This morning, close to an inch of rain fell on the river basin, officially pushing the level of the Mississippi River over the previous all-time high. That was set on July 9, 1993 during the "Great Flood of 1993" when much of the Mississippi River was flooded from Minnesota, all the way down to the Gulf of Mexico due to heavy rainfall. On that date, the official height of the flood gauge at Rock Island achieved 22.63 feet.

(https://localtvwqad.files.wordpress.com/2019/05/crestrankings2.png?w=560&h=316)
Title: Re: Floods
Post by: bbr2314 on May 08, 2019, 01:05:00 AM
The models are now unanimous in forecasting very heavy rains across the South-Central states. As-is, the Mississippi is already expected to approach record levels in Baton Rouge.

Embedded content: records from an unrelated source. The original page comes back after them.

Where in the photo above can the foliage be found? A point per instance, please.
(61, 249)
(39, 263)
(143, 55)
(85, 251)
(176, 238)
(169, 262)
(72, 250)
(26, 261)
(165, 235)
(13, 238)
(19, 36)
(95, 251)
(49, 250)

https://water.weather.gov/ahps2/hydrograph.php?wfo=lix&gage=btrl1

The recent record is 45' set in 2011.

(https://water.weather.gov/resources/hydrographs/btrl1_hg.png)
Title: Re: Floods
Post by: Sigmetnow on May 08, 2019, 01:26:20 PM
May 7. Storms in south-central U.S.

Flash Flooding Inundates Houston Area as Storms Spawn Heavy Rain, Tornadoes Across Plains
Quote
As much as 15 inches of rain fell in Humble, northeast of Houston, according to radar estimates. As much as 3.5 inches of rain an hour was estimated in some areas.

All major roads in the city of Sugar Land were impassable. Fort Bend County, where Sugar Land is located, declared a local state of disaster. City spokesman Doug Adolph told The Weather Channel that rainfall surpassed the city's storm drain capacity.

“We’re seeing conditions that are far worse than what we experienced during Hurricane Harvey,” Adolph said.
...
Tornadoes and baseball-size hail were reported in the Texas Panhandle. There were no immediate reports of damages or injury. A tornado was spotted in Tulia, Texas, just after 6 p.m. local time. ...
https://weather.com/news/news/2019-05-07-storms-flash-flooding-tornadoes-impacts
Title: Re: Floods
Post by: vox_mundi on May 10, 2019, 01:38:17 AM
Officials seek to open major spillway on Mississippi River 
https://phys.org/news/2019-05-major-spillway-mississippi-river.html

(https://watchers.news/data/thumbs/798_296/2011/05/morganza.jpg)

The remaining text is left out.